Dick champions Jobs Clubs – but only if they have a bias towards action. Meet up, talk about what you’re going to do, go and do it, and come back and relay how you got on. He is adamant that it remains the most potent form of job-searching, and, from my experience, I would concur. The reporting-back element of it – a kind of Weight Watchers model – has great power.

A Jobs Club I played a small part in establishing just a few weeks ago has already reported excellent results. Within a few weeks, people were ‘on the move’ – some to temporary work, some to work experience they really wanted to get. None have got a permanent job yet, but, from what I can discern, all have made progress and, crucially, all are more positive and upbeat about the future.

Can you start a Jobs Club in your area, TR?

This week’s top tip

Run your CV through the half-page test.

Take the front page of your CV, and fold it in half. Then, read just the top half. After reading it, ask yourself: “If I was an employer reading just that piece about me, would I invite me in for interview?”
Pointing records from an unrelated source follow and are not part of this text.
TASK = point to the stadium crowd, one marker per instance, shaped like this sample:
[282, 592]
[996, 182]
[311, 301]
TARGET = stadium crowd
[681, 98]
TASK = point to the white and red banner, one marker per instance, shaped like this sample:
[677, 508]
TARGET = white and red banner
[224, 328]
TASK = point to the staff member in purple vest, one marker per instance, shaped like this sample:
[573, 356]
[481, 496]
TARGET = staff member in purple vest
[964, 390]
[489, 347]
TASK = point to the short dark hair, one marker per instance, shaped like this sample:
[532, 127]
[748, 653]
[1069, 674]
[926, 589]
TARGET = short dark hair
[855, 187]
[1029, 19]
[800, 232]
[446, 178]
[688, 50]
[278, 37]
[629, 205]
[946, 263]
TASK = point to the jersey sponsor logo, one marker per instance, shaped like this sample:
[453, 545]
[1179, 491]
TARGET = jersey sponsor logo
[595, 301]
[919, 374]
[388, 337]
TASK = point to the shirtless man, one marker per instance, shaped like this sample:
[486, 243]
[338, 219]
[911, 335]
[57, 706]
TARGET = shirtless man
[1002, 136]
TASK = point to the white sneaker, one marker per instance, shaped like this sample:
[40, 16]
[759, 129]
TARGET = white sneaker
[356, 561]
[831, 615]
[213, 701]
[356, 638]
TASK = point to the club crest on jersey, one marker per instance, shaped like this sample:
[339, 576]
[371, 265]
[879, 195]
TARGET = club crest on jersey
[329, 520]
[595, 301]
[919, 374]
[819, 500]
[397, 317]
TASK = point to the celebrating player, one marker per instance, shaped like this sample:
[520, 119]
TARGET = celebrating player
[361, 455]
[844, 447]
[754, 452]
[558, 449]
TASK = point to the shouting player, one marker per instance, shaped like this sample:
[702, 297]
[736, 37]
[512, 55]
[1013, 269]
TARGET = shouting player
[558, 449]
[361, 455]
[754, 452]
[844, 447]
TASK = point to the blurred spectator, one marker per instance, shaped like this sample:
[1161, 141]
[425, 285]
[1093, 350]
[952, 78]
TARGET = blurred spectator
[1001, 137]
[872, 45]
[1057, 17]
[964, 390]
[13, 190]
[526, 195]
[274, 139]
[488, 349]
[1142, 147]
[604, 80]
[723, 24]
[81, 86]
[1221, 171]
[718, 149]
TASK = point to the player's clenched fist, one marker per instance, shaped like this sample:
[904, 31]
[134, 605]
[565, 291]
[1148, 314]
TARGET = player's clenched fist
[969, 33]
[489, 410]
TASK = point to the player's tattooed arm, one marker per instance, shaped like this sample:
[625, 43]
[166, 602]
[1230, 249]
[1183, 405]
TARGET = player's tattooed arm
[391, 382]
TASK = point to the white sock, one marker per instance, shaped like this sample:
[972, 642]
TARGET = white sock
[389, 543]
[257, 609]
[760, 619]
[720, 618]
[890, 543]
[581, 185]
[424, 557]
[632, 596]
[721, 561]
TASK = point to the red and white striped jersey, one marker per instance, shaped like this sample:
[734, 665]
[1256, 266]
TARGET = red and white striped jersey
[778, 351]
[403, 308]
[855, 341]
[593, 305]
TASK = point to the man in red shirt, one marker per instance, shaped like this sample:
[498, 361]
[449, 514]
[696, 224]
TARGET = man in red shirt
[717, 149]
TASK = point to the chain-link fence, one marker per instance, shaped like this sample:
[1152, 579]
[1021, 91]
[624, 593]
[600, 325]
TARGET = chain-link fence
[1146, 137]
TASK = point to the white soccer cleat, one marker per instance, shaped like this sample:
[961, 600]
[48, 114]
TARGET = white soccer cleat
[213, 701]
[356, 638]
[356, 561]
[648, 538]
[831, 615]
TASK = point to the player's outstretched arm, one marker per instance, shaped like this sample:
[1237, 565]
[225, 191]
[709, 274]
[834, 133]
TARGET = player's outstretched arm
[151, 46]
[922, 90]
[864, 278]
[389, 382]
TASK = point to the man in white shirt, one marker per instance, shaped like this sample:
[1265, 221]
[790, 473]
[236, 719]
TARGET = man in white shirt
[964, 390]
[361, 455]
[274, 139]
If you have devoted six lines to your contact details, you fail the half-page test. But if your half-page talks about your skills, achievements, and attitude – backing up the claims with hard evidence from your career – you pass the half-page test.

Remember, in a ‘buyer’s market’, employers may only read the first half page of your CV, particularly employers who don’t have a dedicated HR division.

Get the ‘good stuff’ in early in your CV.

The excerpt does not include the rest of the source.